Não é uma biografia, apesar de toda a carreira ser nele abordada em ordem cronológica, e não é exactamente um ensaio, apesar de toda a reflexão sobre o que foi e o que significou David Bowie durante a sua passagem pelo planeta. Foi escrito em dois meses, na ressaca da morte chegada a 10 de Janeiro, dois dias depois da edição do seu álbum de despedida, Black Star. Não é, portanto, um aturado trabalho de investigação, apesar de nos contar pormenores certamente pouco explorados, como o facto de o autor de Ziggy Stardust ter feito a primeira tatuagem homem já muito feito, homenageando o seu amor pela mulher, Iman, com um golfinho na barriga da perna. Sobre Bowie é uma mistura de tudo isso, sendo, essencialmente, uma carta de amor de um fã que passa dias a ouvir velhas colectâneas de Bowie em cassete, que corre para ver bandas tributo em bares e que lhe canta os êxitos e os lados B em noites de karaoke.

O centro do livro, obra de Rob Sheffield, crítico e editor da Rolling Stone, agora editada em Portugal pela Vogais, chancela da 20/20 Editora, está numa citação que encontramos quando a viagem vai ainda a início, proferido pelo Bowie glam que transformou o cenário musical, e para além dele, primeiro em Inglaterra, com estrondo, depois no resto da Europa, por fim, nos Estados Unidos e no resto do mundo. Bowie falava sobre os seus jovens fãs, a “única verdadeira ligação humana que tinha”, como dito por Sheffield em entrevista ao site Pitchfork. “Estão a descobrir coisas que talvez nada tenham a ver comigo, mas com a ideia de encontrarem outra personagem dentro de si mesmos”, lemos em Sobre Bowie. “Isto é, se eu for o responsável por as pessoas terem encontrado mais personagens em si mesmas do que pensavam ter, então fico satisfeito, porque é algo que me diz muito. Que uma pessoa não é apenas aquilo que foi condicionada a pensar que é. Há muitas facetas da nossa personalidade que temos dificuldade em encontrar”.

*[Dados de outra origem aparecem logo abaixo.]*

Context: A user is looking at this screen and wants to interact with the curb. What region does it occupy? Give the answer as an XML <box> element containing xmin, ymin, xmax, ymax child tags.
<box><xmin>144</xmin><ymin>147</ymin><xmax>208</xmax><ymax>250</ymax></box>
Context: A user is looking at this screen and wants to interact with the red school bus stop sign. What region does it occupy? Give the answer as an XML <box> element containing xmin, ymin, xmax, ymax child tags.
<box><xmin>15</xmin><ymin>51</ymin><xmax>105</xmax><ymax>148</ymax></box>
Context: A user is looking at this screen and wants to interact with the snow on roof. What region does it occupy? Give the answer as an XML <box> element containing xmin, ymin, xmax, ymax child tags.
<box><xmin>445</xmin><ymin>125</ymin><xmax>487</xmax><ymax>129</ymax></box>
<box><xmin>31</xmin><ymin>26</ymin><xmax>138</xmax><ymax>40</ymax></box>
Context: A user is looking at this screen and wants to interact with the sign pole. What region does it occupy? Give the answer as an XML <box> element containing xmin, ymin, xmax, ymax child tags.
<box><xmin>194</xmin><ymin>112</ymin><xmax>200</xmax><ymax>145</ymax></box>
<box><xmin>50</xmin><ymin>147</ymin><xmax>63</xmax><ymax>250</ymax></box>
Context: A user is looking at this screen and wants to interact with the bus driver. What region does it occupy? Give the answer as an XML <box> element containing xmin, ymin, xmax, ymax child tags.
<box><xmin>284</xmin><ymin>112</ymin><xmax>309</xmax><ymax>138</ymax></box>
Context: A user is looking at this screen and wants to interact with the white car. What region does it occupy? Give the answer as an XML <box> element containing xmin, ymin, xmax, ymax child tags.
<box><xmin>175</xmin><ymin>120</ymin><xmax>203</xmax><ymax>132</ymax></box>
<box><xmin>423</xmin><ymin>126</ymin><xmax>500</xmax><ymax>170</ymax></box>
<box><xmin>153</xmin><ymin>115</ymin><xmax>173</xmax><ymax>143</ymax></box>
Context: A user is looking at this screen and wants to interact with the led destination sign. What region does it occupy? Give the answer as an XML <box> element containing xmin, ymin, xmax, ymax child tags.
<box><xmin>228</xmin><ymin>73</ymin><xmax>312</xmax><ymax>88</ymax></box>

Sobre Bowie, então. O livro de um americano, juventude vivida nos anos 1980, que viu o cantor nascido em Londres transformar-lhe a vida ao mostrar-lhe como encontrar o seu lugar no mundo e perante os outros que o habitam. O que sobressai na escrita de Rob Sheffield é, precisamente, a forma como David Bowie, aquele que transformou "a solidão numa obra de arte”, passou uma carreira a tentar aproximar todas essas multidões de solitários a que também ele pertencia. Sheffield demonstra-o esmiuçando as letras e as entrevistas, a pose em palco e o impacto que, ao longo do tempo, testemunhou nele mesmo e nos que o rodeavam à medida que David Bowie se transformava de “primeira estrela do rock dos anos 1970 – aquele que mandou parar a festa dos anos 1960 e declarou que a década tinha acabado”, em amante ardente da América e da soul, em cocaínado dado à polémica, em explorador intimista, em estrela pop da era da MTV, em clássico irrequieto, em recluso com total domínio do seu legado.

Quando aborda O Homem que Caiu na Terra, o filme de Nicholas Roeg, Sheffield defende que Bowie não teve uma verdadeira carreira cinematográfica porque “as estrelas rock são mais cool do que os actores, e não o tipo de cool que Bowie conseguisse moderar ou desligar se quisesse”. Conclui: “E é por isso que ninguém conseguiu fazer um filme sobre Bowie, porque nenhum actor pôde contê-lo – nem mesmo Bowie, o actor”. 

Certo dia no início de 2004, uma amiga de Rob Sheffield, vê-se por acaso a partilhar um táxi em Nova Iorque com David Bowie. Ela não o quer chatear com perguntas de fã e, portanto, passa o tempo da viagem a falar da sua própria vida. David Bowie ouve-a e dá-lhe alguns conselhos. Despedem-se. As últimas palavras são de Bowie. “Agora, quando fores contar isto aos teus amigos não te esqueças de lhes dizer que eu tinha uns sapatos fabulosos”.